Крафт, сидевший за столом в Дальних горах, положил рукопись обратно в коробку, откуда чистая бумага, на которой возникал текст, впервые появлялась, коробку с золотисто-березовой бумагой для черновиков, фирма Сфинкс[436]. Даже если он закончит книгу, она будет такой длинной, что ее никто не дочитает до конца, и такой сложной для понимания, что ее придется прочитать дважды. Здесь она будет лежать, спрятанная как похищенное письмо на виду[437]; Бони приедет, обыщет маленький дом и в конце концов найдет ее, ибо, что довольно смешно, Бони собирается жить вечно благодаря своему неубиваемому природному сложению; он найдет ее, ту вещь, которую нашел Крафт, Камень в конце своего путешествия. Незаконченную, неотделанную, как все они есть и как должны быть.
Он ненадолго всплакнул.
Всю жизнь он искал слова силы, которые выйдут за пределы простого описания, объяснения, перечисления; слова, которые вызовут преобразование. Он был скромен; он стремился к этому языку, этой
Мысль на самом деле не может охватить весь мир,
Дайте мне основной материал мира — печаль, уныние, ужас и то, что мучат в кузнице истории, — и я превращу его в золото, чудесное софийное золото, которое нельзя потратить. Это было очень легко, все старые алхимики так говорили. Это просто было не такое уж великое искусство, не то что другие, действительно недостижимые: не всеохватность, не правдивое изображение. Преобразование — это то, что может совершить язык. Это то, что язык великолепно может сделать. Это единственное, что он может.

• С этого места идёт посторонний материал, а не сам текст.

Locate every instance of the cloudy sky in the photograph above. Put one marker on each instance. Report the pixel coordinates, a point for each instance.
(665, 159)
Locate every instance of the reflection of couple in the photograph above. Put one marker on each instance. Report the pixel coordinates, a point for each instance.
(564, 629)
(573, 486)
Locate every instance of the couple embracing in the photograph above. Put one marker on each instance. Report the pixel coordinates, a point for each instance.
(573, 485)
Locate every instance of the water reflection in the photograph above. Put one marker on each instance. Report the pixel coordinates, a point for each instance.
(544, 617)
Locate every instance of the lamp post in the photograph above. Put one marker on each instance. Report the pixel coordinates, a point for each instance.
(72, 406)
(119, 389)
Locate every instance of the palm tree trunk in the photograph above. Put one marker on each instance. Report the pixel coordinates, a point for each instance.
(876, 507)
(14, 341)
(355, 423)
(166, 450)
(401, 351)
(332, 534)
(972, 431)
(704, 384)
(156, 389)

Он нагнулся и оперся щекой о холодный голый бок «Ремингтона»[439].
Сила преобразования — вот та цель, к которой он, как и любой другой, стремился. А она все время была под рукой — магия, маленькая и белая, но столь же необходимая сердцу (его сердцу, но не только его), как и биение.
Эй, встань, требовательно сказал он себе, и иди в город. Двигайся, снова приказал он себе, арктический путешественник перед лицом долгой темной ночи. Которой он противостоит,
Он встал, вздохнул и поглядел на часы. Был тут один старшеклассник, которому Крафт приплачивал, чтобы тот возил его везде, заезжал в магазины, стриг газон или убирал листья с него, в зависимости от времени года. И перевез мой прах, пошутил в сторону или поперхнулся он, старый дряхлый сатир. Так или иначе, мальчик скорее всего забыл про сегодня, юность забывчива, неважно.
Он надел соломенную шляпу и взял одну из тростей в подставке, стоявшей у двери; прежде этот выбор занял бы минуту или две приятной суеты — осталось так мало игр, в которые он любил играть.
Дальше сада он не пошел. Постоял в середине его, изумленный — неужели год настолько стал старше и осень пришла раньше времени? Нет, стоял сентябрь; и не было ничего необычного в листьях, напа́давших между дикими астрами и шпорником; уже опадали последние маргаритки, их листья были постаревшими и проеденными. Как жаль, что за садом никто не ухаживал. Какая-то лоза с похожими на звездочки листьями забралась на рододендроны; раньше он ее не замечал, но сейчас она стала ярко-красной, и он ее увидел.
Именно в это время года умерла его мать, не так много лет назад, и в такие же теплые, колючие и полные красок дни, как сегодняшний, он не мог по-прежнему переживать бессмысленное горе. Конечно, она не рассказывала ему, насколько была больна, она вообще с трудом отличала болезнь от жизни. Но потом она решила провериться, легла в больницу и после короткой консультации у врача выбрала долгую и рискованную операцию: избавиться от этого раз и навсегда или умереть под ножом — он был уверен, что так она представляла это себе, даже не зная, что именно предпочитает. Операция прошла плохо, начались осложнения, она не умерла, но и не выздоровела, лишь задержалась в страшном неудобстве и тоске, пока с ней не произошли более страшные вещи.
Тогда он вернулся в город за холмами и долинами, захваченный очарованием золотого равновесия, сентябрем, временем ускоренного преобразования, которое всегда кажется таким совершенным и неизменным. Она лежала страдая, он долгие часы сидел с ней и наконец понял, как можно верить — и быть благодарным за то, что еще способен верить, — что на самом деле под покровами страдающей плоти есть кто-то, кого нельзя коснуться, нельзя причинить боль, кто лишь терпеливо ждет освобождения из плена.